The Case for Pandora
James Essig and Steve McCarter’s The Case For Pandora is a technical manual with instructions for building a spaceship capable of extraterrestrial travel. Designs for generation, colony, and century ships, collectively referred to as space arks, are offered as a solution to an extinction-level event (ELE) such as an asteroid or climate change.
The Case for Pandora explores the capabilities of modern extraterrestrial travel technology with enthralling vision. - www.forewordreviews.com
The text is devoted to a single solution to human extinction: leaving Earth behind. It includes extensive information about building a colony ship, maintaining an artificial human-friendly environment on board, and supporting life in space, but this work is backed by only a cursory assessment of the motives for evacuating the planet. The introduction glosses over such motives, dismissing causes from politics and overcrowding without nuance. It is more thorough in covering the scientific aspects of space travel.

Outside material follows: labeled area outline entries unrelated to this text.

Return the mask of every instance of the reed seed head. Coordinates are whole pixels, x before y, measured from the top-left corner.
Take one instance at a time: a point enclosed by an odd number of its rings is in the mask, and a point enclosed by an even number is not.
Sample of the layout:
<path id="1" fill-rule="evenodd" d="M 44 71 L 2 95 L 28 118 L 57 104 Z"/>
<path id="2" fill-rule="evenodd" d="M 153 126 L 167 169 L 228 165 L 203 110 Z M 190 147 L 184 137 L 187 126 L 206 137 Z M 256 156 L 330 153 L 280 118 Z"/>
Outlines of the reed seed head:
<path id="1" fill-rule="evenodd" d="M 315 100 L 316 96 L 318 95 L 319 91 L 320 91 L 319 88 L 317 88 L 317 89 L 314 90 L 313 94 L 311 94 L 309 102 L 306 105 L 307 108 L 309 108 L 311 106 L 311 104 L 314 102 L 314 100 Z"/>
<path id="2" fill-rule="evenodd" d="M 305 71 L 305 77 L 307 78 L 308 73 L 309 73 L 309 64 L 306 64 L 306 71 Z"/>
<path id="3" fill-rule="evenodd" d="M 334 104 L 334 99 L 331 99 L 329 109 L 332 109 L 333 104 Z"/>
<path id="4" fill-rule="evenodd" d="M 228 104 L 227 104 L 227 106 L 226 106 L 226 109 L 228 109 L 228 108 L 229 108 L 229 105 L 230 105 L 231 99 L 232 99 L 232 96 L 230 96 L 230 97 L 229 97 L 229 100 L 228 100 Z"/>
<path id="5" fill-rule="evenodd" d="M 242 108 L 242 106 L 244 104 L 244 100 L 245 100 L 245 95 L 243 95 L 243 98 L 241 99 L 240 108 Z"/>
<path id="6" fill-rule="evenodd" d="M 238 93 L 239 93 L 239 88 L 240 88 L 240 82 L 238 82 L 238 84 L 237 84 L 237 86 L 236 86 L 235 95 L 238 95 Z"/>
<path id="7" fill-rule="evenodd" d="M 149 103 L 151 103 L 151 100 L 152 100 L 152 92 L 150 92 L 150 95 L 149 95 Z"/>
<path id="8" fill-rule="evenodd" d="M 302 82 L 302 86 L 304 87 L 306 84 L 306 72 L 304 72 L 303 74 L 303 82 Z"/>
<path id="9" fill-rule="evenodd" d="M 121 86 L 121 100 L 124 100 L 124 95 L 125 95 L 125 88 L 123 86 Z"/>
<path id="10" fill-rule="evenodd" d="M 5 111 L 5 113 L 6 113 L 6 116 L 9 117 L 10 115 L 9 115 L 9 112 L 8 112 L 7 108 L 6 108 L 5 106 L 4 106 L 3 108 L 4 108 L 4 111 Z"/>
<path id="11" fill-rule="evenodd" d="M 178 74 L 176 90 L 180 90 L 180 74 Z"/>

The book includes ship designs that focus on technical details and physical capability. These are covered in seven sections that go over information about materials, manufacturing considerations, and power and propulsion. The book’s thirty-six chapters include over 200 images and diagrams, most taken from NASA, the Department of Energy, and other legitimate sources. These cover liquid fuel rocket engines and their components. A chapter on the ark’s passengers addresses “both physical and psychological health, systems for shipboard governance, and reproduction and population control methods that are necessary to maintain a viable population capable of completing a mission that may take generations to accomplish.”
The work is organized in an easy-to-use way, and its tables and images help impart understanding. The text assumes a basic understanding of manufacturing, design, and physics, but explanations of the discussed principles make it accessible to laypeople, too. Conversational in tone, it uses accessible language to describe complex concepts from aerospace design and astronautics.
The book has in mind massive flying ships of the sort that would make Apollo 11 look like a tiny skiff. From an engineering perspective, its analysis of different interstellar crafts and technology is solid. It does not extend to including blueprints, but emphasizes what is possible in building and operating colony-sized spacecrafts. To existent conversations of space travel, it adds suggestions for building bigger, more powerful crafts with technology that is already available.
The Case for Pandora explores the capabilities of modern extraterrestrial travel technology with enthralling vision, talking in a realistic way about how to fulfill the timeless dream of a new Earth, self-sustaining and suspended in space.